Neuroplasticity in Later Life

UCLA researchers recently revealed promising findings suggesting the neuroplasticity of the brain in later life. Their research found triggers at key centers in the brain including regions that control decision-making and complex reasoning after just one week of surfing the Web. The increased in stimulation of neural activation patterns during internet training could potentially provide insights into ways to enhanced cognitive functioning in elders. "We found that for older people with minimal experience, performing Internet searches for even a relatively short period of time can change brain activity patterns and enhance function," said study author Dr. Gary Small, a professor of psychiatry at the Semel Institute for Neuroscience and Human Behavior at UCLA and the author of "iBrain." The study consists of 24 neurologically normal participants between 55 and 78 years of age with little prior internet use. Age, educational level and gender were similar between the two groups.

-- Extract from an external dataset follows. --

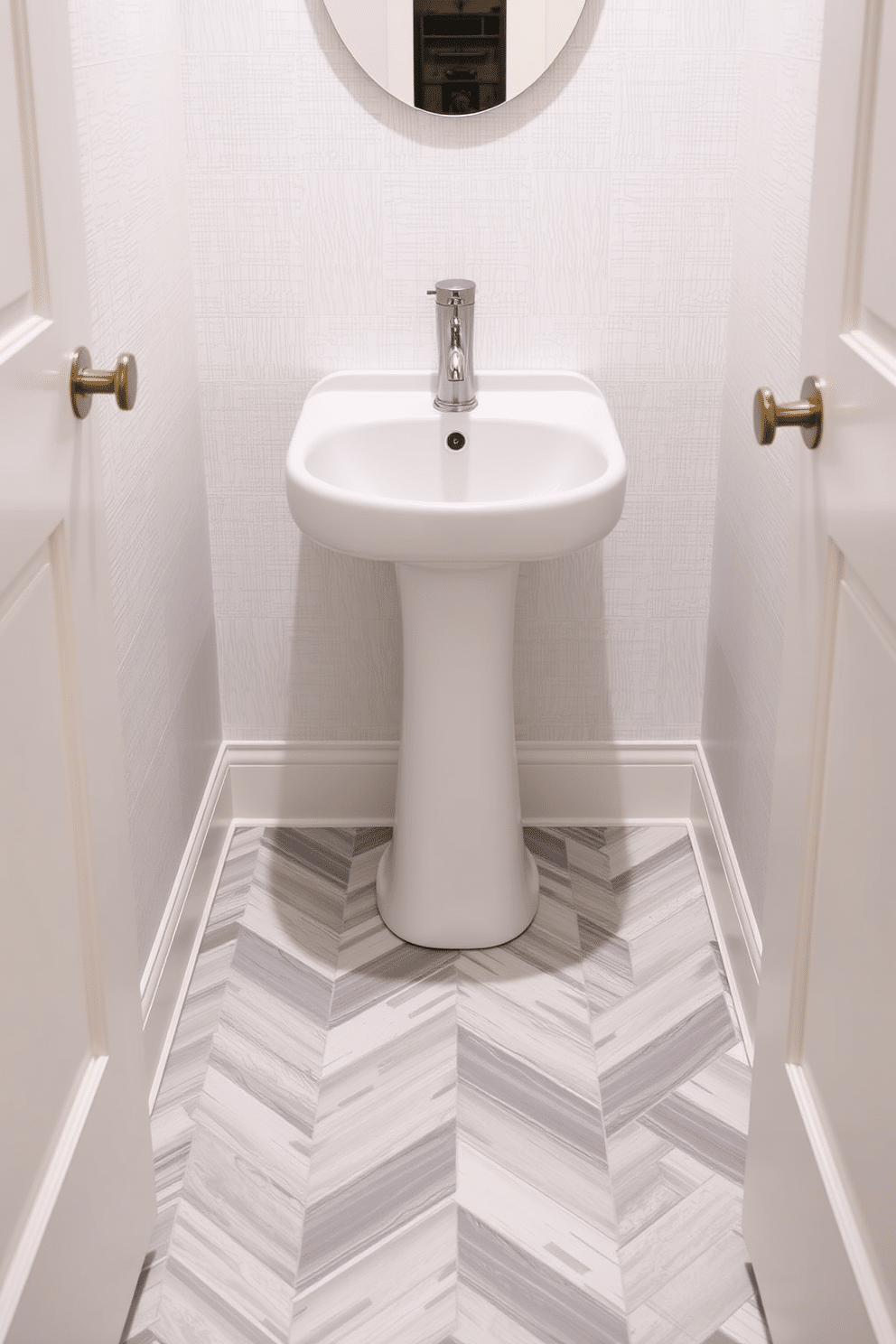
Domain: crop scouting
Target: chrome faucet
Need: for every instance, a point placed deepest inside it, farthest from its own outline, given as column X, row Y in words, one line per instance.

Study participants surfed the internet during pre and post functional magnetic resonance imaging (fMRI) scans, that tracked and measured cerebral blood flow levels in the brain. "The results suggest that searching online may be a simple form of brain exercise that might be employed to enhance cognition in older adults," said Teena D. Moody, the study's first author and a senior research associate at the Semel Institute at UCLA. Additional studies are needed to replicate findings but preliminary results might be able to unlock the keys into improved cognitive functioning in later life.